We also need an independent review of Quantitative Easing. I believe it is simply propping up an overinflated financial sector that has lost all focus on using capital to invest in real things for the benefit of humanity. I would like to cancel QE and instead launch a one- off national programme–outside year-on-year fiscal policy–to invest in insulating our housing stock, in heat pumps, solar panels and other renewable energy that would generate jobs, deal with fuel poverty and make a much better contribution to reducing dangerous emissions. There are growing doubts about QE amongst financial commentators, but Labour cannot afford to spook the markets, Miliband could announce a big new effort on insulation, renewables and fuel poverty as part of the growing investment in infrastructure and talk of expanding the scope as QE reduces. Housing is another disaster area. Successive governments have encouraged house price inflation, so that too much capital is tied up in housing, many people are over-housed and yet we have shortages and outrageous rents inflating the welfare bill. I suggest that Miliband should commit to some short-term fixes like tax relief on low cost rentals and a promise to build more social housing, and then in power create a host of initiatives we need not just to build but to create incentives to release much more of the available, under occupied housing that people currently find the safest place for their savings.

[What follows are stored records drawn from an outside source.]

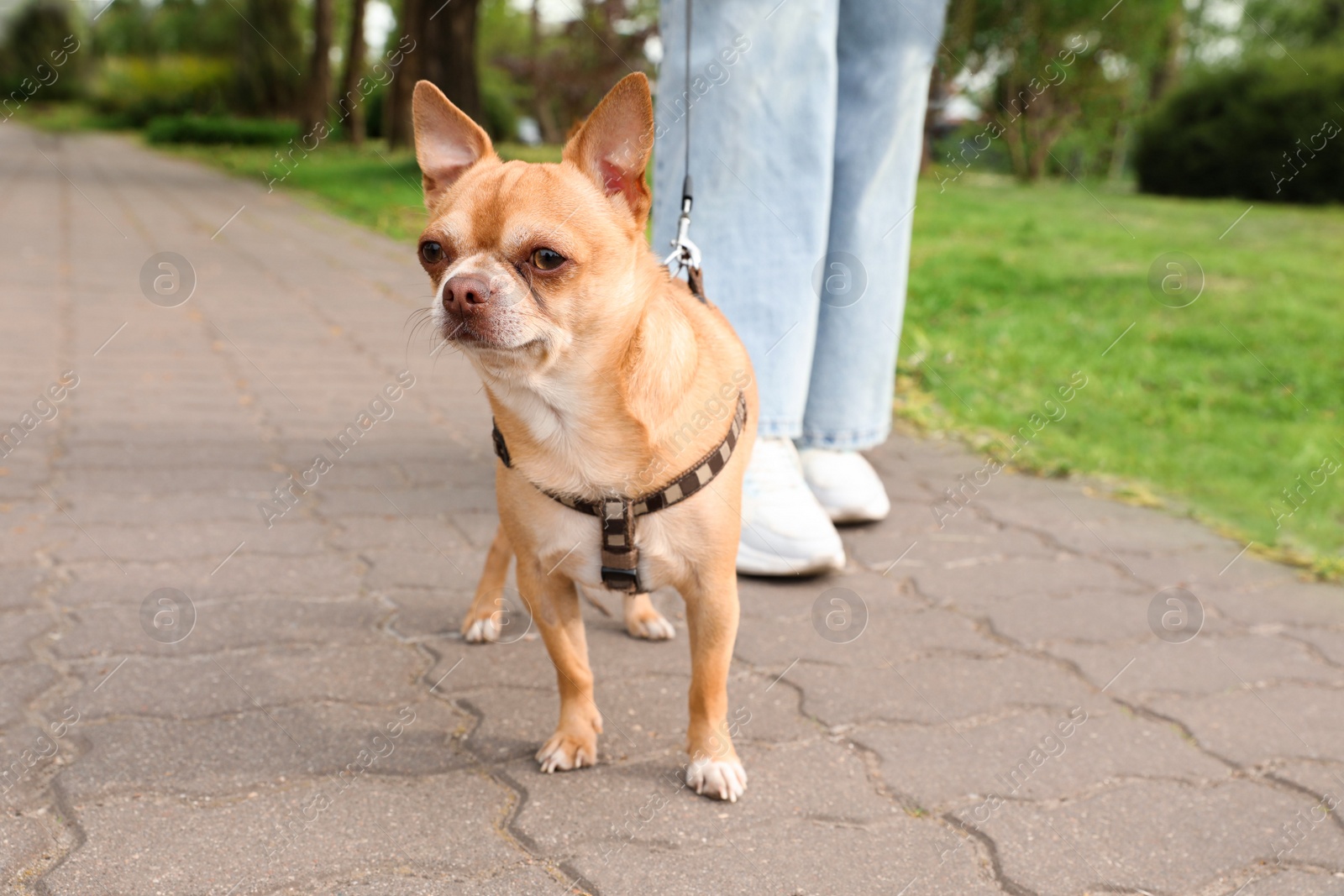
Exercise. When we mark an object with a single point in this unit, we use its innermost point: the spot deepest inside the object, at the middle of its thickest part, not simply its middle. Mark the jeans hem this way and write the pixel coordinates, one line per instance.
(843, 439)
(779, 429)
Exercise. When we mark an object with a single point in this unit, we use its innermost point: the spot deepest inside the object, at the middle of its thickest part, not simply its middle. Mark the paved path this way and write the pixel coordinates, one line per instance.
(1005, 721)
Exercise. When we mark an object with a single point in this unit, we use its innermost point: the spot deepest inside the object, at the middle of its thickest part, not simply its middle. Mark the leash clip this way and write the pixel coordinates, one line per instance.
(685, 253)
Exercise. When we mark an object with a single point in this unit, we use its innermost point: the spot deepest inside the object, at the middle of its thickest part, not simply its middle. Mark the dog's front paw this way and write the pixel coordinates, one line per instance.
(483, 629)
(721, 778)
(566, 750)
(643, 621)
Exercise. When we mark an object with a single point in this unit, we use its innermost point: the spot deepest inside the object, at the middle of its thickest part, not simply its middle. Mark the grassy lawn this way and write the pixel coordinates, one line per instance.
(1216, 407)
(1213, 410)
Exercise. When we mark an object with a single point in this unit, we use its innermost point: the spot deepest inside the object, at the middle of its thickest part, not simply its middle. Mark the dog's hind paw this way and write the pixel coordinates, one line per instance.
(481, 631)
(564, 752)
(643, 621)
(725, 778)
(654, 627)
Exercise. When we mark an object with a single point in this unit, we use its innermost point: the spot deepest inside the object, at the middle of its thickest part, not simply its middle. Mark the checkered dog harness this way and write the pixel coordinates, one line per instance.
(620, 557)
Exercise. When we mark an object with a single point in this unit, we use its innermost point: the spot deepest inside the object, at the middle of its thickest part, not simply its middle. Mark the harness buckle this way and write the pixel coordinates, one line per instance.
(618, 579)
(685, 253)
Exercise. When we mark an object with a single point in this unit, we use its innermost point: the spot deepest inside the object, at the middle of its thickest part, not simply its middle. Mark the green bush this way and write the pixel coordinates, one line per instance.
(219, 129)
(1267, 130)
(40, 55)
(138, 89)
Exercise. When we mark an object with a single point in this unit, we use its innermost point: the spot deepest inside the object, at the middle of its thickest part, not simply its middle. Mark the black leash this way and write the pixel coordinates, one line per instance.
(685, 253)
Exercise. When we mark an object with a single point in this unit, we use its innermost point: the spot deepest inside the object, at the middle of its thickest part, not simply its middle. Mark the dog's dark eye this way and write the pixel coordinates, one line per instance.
(546, 259)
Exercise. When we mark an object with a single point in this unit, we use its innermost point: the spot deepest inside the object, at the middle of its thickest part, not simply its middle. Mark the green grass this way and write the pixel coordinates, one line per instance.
(1218, 406)
(1211, 410)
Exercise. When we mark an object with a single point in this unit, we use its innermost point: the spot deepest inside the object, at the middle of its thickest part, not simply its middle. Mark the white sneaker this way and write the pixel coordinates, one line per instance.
(784, 528)
(846, 485)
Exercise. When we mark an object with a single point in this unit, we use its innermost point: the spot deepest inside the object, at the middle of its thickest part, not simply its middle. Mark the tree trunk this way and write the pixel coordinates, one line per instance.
(449, 60)
(351, 98)
(405, 74)
(320, 71)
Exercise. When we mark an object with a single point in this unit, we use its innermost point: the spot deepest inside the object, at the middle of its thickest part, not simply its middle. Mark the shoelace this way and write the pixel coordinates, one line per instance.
(774, 469)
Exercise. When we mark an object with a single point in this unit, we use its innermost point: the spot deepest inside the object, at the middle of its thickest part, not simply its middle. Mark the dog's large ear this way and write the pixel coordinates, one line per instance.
(615, 144)
(447, 141)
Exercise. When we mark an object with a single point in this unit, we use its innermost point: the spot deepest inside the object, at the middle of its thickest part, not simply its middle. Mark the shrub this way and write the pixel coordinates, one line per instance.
(40, 54)
(219, 129)
(138, 89)
(1267, 130)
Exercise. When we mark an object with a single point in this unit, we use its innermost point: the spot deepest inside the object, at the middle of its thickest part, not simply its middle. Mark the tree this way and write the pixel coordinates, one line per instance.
(571, 69)
(269, 42)
(1053, 60)
(351, 101)
(320, 70)
(449, 53)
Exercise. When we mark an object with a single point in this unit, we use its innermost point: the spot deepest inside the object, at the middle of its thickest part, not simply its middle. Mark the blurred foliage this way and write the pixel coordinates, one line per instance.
(44, 54)
(219, 129)
(1048, 62)
(1014, 288)
(1292, 24)
(1268, 130)
(136, 89)
(562, 71)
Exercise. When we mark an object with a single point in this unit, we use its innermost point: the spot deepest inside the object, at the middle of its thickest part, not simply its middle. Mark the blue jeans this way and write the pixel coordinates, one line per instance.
(806, 128)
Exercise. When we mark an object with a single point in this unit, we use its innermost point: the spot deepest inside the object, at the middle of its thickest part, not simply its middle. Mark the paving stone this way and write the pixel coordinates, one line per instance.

In conclusion, I really believe that there is a radical social democratic agenda, that would be popular, and that reflect the best of Labour’s historical values, but that the big problem is the impossibility of long-term thinking in the current political system. Coalitions should make this easier but at the moment, all the parties are mesmerised by polling and the views of newspapers that fewer and fewer people read. This is, funnily enough Blair’s true legacy. A continuation of the present approach won’t get Labour elected or restore respect for the vocation of politics.